Note that the order of component variables in the edit equations can affect the results of the rounding algorithm, when the amount of required prorating cannot be evenly distributed amongst the components.
When there are very large summation components (i.e. larger than 9 digits with or without decimals), the procedure is not able to accurately prorate them to the total with a precision of 9 decimals. In such a case, the observation will be rejected and listed with a decimal error in the outreject table. To avoid this, one can reduce the value of the decimal
, for example by setting decimal=8
or lower.
Rejected records#
Sometimes prorating cannot be successfully performed on an individual, in which case the prorate procedure will output the record to the outreject table, alongside the reason for the failed prorating attempt. Reasons include:
The prorated values are outside the user-specified bounds.
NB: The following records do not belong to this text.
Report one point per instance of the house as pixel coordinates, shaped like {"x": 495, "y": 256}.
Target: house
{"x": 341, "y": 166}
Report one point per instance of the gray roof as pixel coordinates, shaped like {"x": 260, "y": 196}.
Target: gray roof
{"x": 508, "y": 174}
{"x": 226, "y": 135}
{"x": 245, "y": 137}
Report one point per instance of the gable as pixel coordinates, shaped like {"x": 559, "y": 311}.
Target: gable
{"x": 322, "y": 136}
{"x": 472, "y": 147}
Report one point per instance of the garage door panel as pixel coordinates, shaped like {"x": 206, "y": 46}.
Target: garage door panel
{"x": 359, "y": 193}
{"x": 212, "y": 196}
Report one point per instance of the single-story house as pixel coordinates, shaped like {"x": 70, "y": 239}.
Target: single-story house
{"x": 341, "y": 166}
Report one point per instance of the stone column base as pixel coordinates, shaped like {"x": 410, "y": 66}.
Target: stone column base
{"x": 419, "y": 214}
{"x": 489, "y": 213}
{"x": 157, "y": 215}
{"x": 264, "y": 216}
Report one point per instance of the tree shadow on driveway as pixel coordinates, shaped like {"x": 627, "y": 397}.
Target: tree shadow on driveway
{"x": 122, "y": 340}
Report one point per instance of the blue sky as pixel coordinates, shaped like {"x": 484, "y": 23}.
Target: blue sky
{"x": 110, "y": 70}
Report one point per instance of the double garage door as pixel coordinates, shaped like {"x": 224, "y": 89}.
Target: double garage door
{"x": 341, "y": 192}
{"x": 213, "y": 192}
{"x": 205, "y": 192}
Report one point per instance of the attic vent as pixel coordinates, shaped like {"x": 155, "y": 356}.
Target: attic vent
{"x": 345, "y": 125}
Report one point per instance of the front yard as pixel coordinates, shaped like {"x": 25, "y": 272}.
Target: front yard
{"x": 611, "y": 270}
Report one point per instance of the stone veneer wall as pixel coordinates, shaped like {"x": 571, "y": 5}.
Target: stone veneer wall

The scaling value k is outside the interval [-1,1]. (Only for
method="scaling"
)The factor k cannot be calculated because the weighted sum of proratable columns is zero.
The record includes negative values and
accept_negative=True
isn’t specified.No values are eligible for prorating due to the “ORIGINAL” or “IMPUTED” modifier.
The user has specified fewer decimal places than exist in the adjusted total.